Machine Learning workflow#
The following represents a typical machine learning workflow.
1) Data preparation#
Retrieve and prepare the data. This step includes several tasks:
The collection of data from several sources.
Cleaning all data and making it coerent among the different sources. For instance, converting a variable to the same unit system.
Transform data into more usefull forms.
Perform some exploratory data analysis to evaluate the quality of data. Is the data balanced? Are there outliers?
Store the data in an useful format for further processing.
Collecting, cleaning and organizing data can represent 80 % of the time invested in a data analysis project, accoring to Forbes. At the same time it is usually the less enjoyable part of data science.
2) Feature engineering#
Construct relevant features from the initial data or from computation/simulation. For instance, for a chemical related project this can mean:
Collecting compound or molecule properties.
Computing cheminformatic molecular descripotors.

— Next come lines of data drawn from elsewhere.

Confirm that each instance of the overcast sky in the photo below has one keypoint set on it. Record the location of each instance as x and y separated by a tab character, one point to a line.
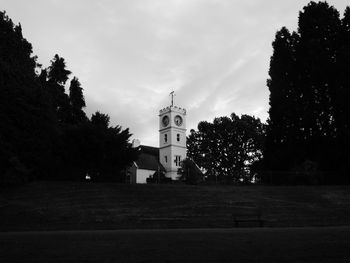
130	54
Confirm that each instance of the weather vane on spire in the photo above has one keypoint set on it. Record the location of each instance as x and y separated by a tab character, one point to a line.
172	94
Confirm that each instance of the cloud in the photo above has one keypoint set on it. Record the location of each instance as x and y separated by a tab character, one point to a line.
129	55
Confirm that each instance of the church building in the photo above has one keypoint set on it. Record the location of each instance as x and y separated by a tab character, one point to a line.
172	147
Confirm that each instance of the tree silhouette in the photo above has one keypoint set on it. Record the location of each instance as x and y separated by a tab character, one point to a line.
308	73
227	147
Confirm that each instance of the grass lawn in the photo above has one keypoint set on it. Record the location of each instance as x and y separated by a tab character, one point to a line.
321	244
77	205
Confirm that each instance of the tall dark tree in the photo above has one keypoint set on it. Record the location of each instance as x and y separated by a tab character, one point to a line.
308	76
77	102
57	75
26	124
97	149
342	106
319	29
227	147
284	122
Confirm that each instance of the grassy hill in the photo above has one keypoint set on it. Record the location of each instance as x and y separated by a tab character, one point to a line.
76	205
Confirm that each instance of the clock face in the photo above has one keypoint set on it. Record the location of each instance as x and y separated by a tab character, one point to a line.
165	121
178	120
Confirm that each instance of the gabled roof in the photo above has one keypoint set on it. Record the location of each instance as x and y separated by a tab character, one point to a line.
149	159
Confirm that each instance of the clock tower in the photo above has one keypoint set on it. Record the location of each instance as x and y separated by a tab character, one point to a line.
172	138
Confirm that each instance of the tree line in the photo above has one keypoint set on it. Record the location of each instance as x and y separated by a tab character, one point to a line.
309	116
44	131
307	136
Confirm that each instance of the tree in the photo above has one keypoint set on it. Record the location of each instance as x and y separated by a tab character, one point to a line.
308	72
189	172
227	147
77	102
283	130
26	125
95	148
57	75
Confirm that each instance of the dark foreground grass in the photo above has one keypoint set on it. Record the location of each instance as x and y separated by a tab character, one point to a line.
73	205
322	244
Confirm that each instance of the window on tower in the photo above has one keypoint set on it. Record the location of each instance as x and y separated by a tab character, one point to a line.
177	160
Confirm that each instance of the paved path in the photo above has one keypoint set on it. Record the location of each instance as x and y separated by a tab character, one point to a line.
311	244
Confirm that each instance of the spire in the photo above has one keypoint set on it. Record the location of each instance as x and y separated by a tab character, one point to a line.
172	94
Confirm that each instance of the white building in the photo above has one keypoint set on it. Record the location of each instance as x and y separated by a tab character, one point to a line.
172	147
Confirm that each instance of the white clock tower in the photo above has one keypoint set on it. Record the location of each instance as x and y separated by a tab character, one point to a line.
172	138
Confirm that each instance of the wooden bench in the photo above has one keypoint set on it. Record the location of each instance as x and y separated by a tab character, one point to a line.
248	216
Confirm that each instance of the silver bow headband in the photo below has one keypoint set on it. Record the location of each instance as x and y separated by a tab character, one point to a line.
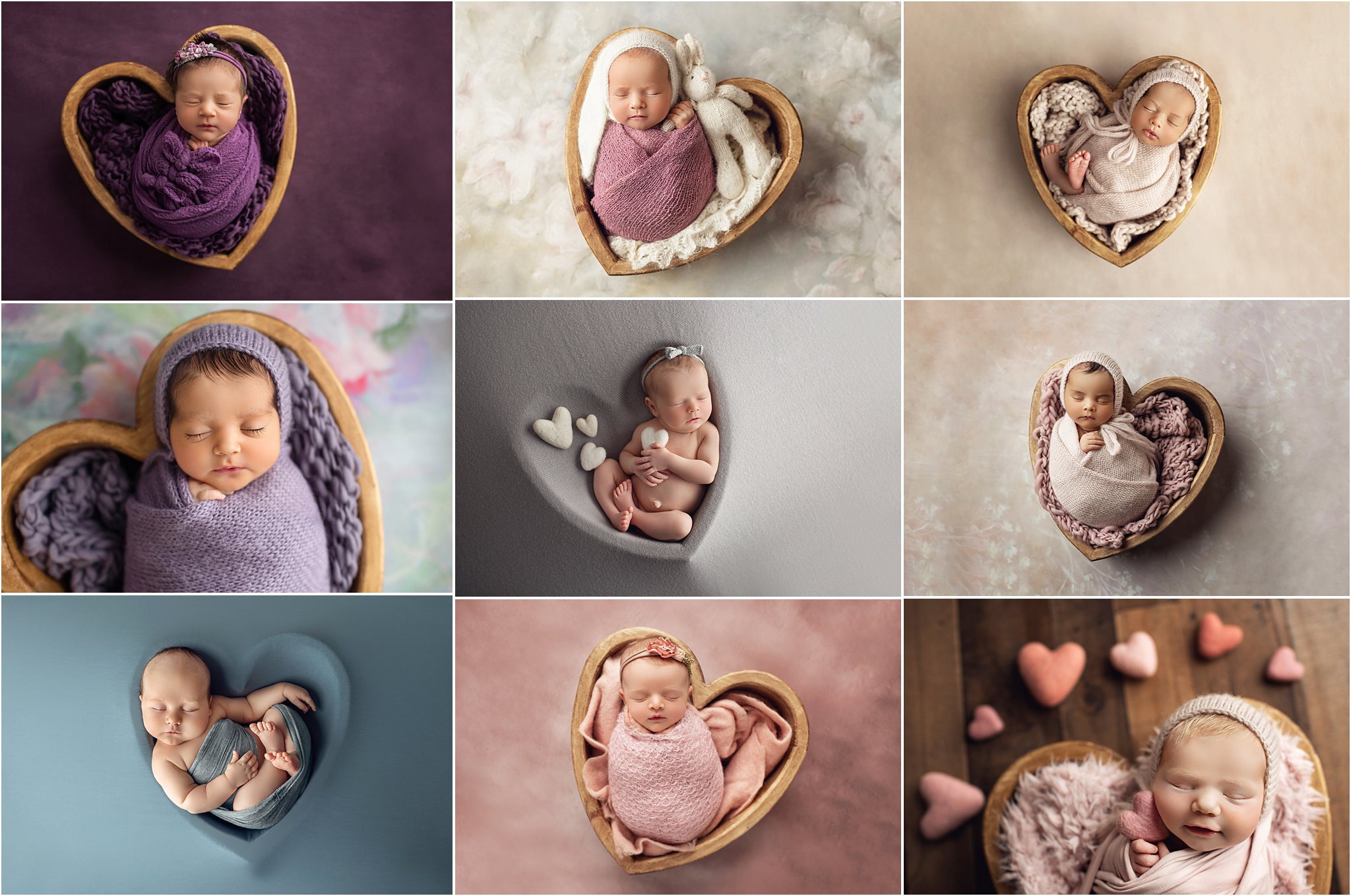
673	351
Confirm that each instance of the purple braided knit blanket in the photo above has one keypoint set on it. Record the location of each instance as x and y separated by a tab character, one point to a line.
652	184
1165	420
119	119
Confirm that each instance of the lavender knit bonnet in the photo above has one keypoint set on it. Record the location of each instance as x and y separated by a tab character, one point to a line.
243	339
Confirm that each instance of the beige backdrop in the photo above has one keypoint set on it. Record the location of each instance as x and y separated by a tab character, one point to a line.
1272	219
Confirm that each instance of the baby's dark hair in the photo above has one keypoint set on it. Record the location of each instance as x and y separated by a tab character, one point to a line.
222	46
216	363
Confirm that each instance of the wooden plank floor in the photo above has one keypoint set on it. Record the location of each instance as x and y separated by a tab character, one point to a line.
962	653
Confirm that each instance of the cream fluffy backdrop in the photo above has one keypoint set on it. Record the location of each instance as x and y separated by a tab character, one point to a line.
835	231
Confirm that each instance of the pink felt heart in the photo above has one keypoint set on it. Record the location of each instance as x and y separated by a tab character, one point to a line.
1138	657
1142	822
1052	675
986	724
1284	667
1215	639
951	803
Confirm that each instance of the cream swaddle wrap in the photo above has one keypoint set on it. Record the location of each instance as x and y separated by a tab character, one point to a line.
1114	485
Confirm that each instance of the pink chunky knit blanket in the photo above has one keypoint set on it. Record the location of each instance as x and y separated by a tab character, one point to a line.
625	771
652	184
1164	419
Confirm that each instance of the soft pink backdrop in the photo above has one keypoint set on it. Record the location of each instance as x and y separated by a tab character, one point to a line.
520	826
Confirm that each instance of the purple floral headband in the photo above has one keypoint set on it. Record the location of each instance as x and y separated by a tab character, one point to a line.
203	50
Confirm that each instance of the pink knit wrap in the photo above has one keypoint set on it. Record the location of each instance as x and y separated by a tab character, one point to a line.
652	184
1164	419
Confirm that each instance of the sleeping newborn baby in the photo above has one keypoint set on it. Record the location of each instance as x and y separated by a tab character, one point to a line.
1126	165
224	508
661	474
665	775
1102	470
204	758
1215	771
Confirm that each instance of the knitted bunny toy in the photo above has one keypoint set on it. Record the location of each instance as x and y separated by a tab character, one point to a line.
719	111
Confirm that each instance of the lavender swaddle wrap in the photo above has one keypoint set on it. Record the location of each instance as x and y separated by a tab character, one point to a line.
228	737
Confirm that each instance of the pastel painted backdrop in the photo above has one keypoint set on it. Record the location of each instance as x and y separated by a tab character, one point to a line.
67	362
1271	520
835	231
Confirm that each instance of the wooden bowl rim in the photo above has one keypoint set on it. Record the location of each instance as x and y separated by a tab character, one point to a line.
1211	417
41	450
765	684
1110	95
82	158
788	133
1320	870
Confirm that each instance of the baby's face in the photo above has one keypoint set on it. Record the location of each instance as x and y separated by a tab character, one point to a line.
175	700
639	90
1211	785
208	102
1162	113
656	692
224	434
680	398
1089	398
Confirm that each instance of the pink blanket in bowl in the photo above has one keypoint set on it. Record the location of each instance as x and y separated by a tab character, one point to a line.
652	184
749	734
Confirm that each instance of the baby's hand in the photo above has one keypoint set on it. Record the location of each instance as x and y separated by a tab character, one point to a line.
1146	854
681	113
202	492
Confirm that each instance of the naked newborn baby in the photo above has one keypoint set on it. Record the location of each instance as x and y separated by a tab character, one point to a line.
223	506
1215	772
1102	470
662	473
206	760
1126	165
665	775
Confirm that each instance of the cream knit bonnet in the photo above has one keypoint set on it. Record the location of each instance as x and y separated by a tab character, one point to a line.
1241	711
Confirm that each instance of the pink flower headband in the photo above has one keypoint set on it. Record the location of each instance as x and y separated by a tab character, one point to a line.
203	50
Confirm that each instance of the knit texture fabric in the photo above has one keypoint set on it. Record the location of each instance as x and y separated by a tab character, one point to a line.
1165	419
665	786
228	737
115	121
652	184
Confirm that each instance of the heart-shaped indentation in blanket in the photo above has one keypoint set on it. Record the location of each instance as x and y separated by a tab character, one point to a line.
1110	95
80	154
788	130
298	659
1201	403
46	447
763	684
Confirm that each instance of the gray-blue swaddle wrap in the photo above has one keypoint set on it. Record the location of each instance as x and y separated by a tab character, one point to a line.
229	736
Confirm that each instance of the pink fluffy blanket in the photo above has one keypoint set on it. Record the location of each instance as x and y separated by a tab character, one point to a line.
652	184
749	736
1165	420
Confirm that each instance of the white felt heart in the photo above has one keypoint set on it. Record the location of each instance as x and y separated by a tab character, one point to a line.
592	456
557	432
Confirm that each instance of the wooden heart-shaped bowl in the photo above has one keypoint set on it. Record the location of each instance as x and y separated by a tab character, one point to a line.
82	158
44	448
1320	872
1143	243
764	684
788	131
1201	403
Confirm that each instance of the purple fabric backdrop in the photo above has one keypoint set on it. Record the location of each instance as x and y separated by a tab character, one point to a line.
367	214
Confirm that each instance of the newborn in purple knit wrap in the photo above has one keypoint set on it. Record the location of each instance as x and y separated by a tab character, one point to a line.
224	508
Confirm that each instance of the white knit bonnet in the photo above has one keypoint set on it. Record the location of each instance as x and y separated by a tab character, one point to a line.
1174	72
595	115
1241	711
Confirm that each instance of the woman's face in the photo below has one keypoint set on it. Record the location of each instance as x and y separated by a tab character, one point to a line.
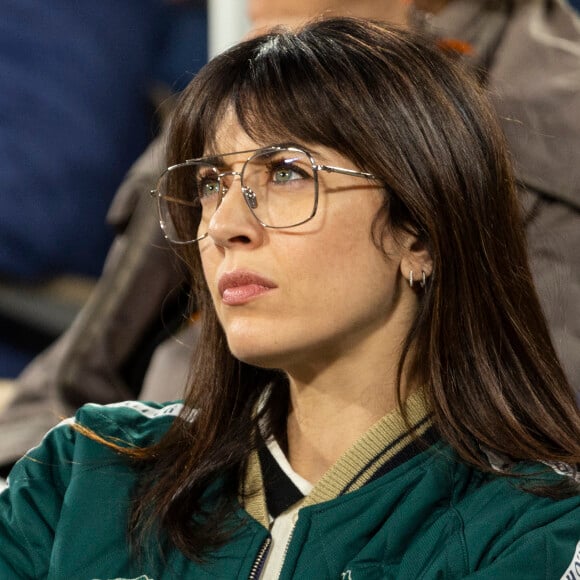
307	295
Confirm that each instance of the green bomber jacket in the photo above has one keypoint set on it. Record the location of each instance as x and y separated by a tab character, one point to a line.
390	508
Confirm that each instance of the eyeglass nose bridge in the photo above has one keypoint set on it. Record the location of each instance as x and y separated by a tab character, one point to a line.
249	195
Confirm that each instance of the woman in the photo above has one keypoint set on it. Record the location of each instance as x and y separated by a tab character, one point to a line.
375	394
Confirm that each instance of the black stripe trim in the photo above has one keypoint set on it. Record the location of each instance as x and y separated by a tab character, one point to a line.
407	453
280	491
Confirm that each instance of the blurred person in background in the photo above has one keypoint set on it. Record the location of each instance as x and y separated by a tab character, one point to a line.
79	86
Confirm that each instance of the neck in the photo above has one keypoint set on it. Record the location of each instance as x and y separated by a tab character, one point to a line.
332	409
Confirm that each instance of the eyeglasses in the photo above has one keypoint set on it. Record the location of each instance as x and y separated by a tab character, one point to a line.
278	184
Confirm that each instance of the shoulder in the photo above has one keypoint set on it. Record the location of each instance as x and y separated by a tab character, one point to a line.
129	422
80	440
514	533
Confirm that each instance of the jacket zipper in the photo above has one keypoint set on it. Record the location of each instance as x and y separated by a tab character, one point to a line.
294	522
259	562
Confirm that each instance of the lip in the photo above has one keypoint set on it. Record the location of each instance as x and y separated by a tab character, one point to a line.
241	286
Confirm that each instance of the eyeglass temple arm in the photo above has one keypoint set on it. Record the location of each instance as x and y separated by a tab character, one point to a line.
353	172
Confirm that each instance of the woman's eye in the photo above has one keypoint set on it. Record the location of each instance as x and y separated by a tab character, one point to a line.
285	174
208	188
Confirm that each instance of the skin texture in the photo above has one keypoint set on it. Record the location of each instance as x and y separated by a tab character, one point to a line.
337	315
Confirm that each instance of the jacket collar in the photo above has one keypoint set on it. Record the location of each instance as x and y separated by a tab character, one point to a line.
387	444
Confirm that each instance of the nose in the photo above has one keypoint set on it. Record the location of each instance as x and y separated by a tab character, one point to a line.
232	222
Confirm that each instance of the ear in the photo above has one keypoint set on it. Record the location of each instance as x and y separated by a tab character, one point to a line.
415	258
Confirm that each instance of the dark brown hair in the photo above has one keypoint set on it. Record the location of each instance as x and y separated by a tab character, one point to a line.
398	107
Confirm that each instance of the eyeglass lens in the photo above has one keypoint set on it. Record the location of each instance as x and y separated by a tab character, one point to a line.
278	186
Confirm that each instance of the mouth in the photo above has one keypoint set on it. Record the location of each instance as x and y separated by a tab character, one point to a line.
239	287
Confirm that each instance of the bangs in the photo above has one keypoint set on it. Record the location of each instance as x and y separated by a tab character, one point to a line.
263	81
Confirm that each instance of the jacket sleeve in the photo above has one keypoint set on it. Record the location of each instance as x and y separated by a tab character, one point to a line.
30	506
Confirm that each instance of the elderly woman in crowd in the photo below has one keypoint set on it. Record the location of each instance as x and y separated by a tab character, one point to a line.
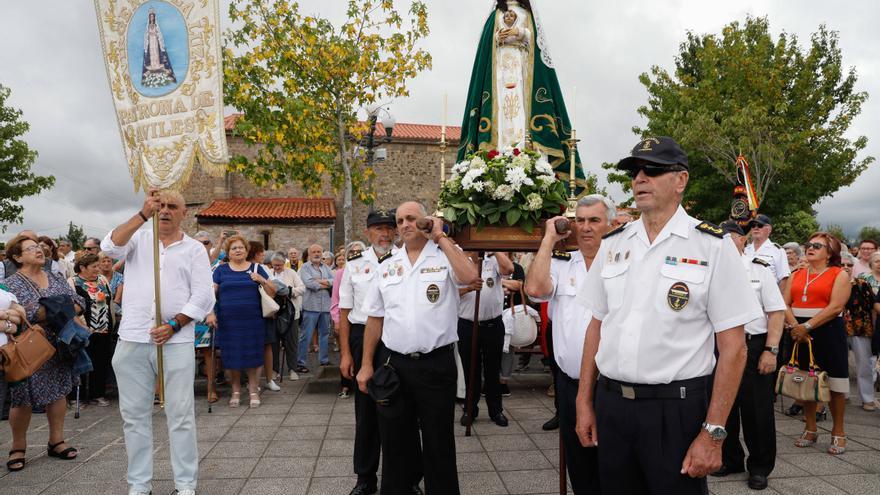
241	329
296	287
95	291
49	385
860	329
816	296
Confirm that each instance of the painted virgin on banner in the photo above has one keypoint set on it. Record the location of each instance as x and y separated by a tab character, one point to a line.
164	68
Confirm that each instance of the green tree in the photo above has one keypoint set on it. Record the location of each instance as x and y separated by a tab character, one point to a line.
786	108
300	81
16	159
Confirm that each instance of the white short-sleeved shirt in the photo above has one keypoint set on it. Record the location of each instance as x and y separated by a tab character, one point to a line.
773	254
360	273
767	292
569	316
660	304
419	302
491	295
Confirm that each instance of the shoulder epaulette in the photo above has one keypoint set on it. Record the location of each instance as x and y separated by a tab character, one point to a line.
711	229
615	231
561	255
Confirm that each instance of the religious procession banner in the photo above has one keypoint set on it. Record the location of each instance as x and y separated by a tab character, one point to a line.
165	72
514	92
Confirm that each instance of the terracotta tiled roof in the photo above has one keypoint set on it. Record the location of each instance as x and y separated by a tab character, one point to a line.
271	209
402	131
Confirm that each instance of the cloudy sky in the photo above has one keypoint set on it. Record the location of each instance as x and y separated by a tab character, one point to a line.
51	59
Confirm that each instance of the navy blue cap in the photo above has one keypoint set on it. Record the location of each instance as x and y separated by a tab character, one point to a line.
659	151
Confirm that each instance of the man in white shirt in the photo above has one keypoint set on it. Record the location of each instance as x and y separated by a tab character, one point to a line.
754	402
187	296
762	247
414	310
556	277
664	290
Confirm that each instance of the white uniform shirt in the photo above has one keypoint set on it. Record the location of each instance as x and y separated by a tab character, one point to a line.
661	303
357	278
491	295
185	282
569	316
773	254
419	301
766	290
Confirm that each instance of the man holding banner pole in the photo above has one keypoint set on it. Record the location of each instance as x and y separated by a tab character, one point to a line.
186	295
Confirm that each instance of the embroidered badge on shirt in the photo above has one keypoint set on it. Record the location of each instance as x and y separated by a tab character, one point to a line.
678	296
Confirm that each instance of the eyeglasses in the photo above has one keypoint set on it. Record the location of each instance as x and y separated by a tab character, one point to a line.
652	170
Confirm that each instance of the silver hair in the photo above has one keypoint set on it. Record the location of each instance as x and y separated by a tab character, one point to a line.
591	199
794	247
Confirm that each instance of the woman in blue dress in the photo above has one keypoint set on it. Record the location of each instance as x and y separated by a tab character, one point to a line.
240	332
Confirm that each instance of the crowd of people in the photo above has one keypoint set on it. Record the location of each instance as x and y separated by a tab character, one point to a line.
664	335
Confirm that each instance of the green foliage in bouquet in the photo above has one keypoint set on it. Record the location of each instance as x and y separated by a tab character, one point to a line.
515	187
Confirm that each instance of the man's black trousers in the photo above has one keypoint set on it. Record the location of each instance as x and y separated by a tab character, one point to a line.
754	409
581	462
490	338
427	395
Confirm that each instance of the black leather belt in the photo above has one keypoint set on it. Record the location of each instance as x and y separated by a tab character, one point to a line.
423	355
679	389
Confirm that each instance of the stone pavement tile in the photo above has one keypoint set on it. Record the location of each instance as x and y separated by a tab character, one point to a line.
307	419
802	486
260	420
527	482
332	486
481	483
293	448
820	464
856	484
506	443
301	433
253	448
337	448
334	466
515	461
248	433
473	461
280	467
276	486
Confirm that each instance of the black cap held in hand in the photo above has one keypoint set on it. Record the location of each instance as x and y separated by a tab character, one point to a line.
658	151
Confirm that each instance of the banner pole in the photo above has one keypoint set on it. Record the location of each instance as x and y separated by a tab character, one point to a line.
157	294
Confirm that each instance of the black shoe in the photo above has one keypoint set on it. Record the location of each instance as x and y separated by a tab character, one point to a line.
757	482
725	470
552	424
500	419
363	489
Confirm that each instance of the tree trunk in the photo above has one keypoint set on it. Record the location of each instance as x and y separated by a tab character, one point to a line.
346	169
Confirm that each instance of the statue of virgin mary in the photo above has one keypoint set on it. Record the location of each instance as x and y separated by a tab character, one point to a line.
514	92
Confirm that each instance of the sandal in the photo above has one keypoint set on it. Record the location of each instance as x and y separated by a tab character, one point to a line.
64	454
804	442
16	464
836	448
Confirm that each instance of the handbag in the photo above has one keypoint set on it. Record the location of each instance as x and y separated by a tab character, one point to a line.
268	304
809	385
24	354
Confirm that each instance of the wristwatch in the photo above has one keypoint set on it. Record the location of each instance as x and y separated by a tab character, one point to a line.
716	432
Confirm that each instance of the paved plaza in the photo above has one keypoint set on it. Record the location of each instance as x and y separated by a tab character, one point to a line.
300	443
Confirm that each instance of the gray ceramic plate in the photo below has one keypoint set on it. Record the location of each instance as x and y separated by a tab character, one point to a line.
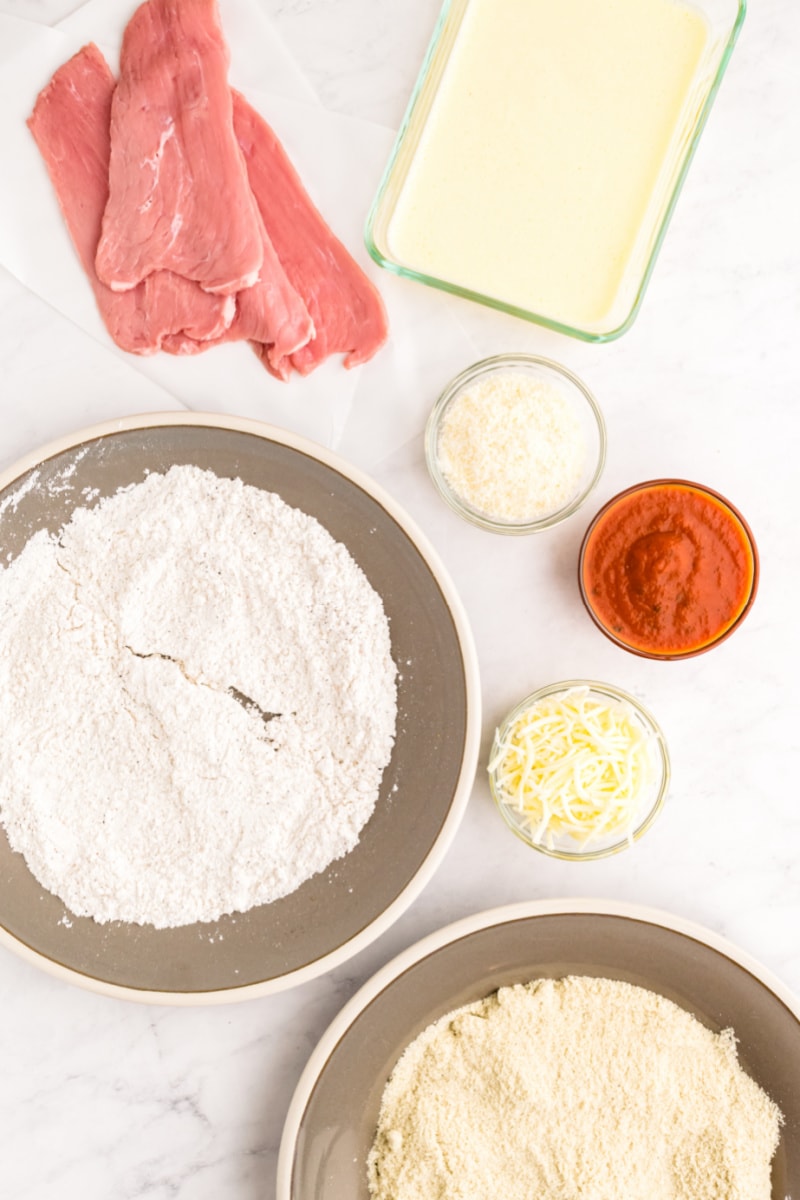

Perform computational simulations.
Then, one must select which of the available features are of interest and relevant for model development. This is done by employing feature selection methods.
3) Model development#
Model development is an iterative process that is repeated until a sucessful model is achieved. It involves the follwing tasks:
Select the machine learning algorithm.
Select the desired performance metric.
Train the model.
Evaluate the model performance.
Optimize model hyperparameters.
4) Model testing#
Check the model for potential underfitting or overfitting.
Test the models agains previously unsean data to assess its predictive performance.
5) Application#
Deploy the model in an useful manner for the end user. This can mean the creation of an app that receives the user inputs and returns the target result.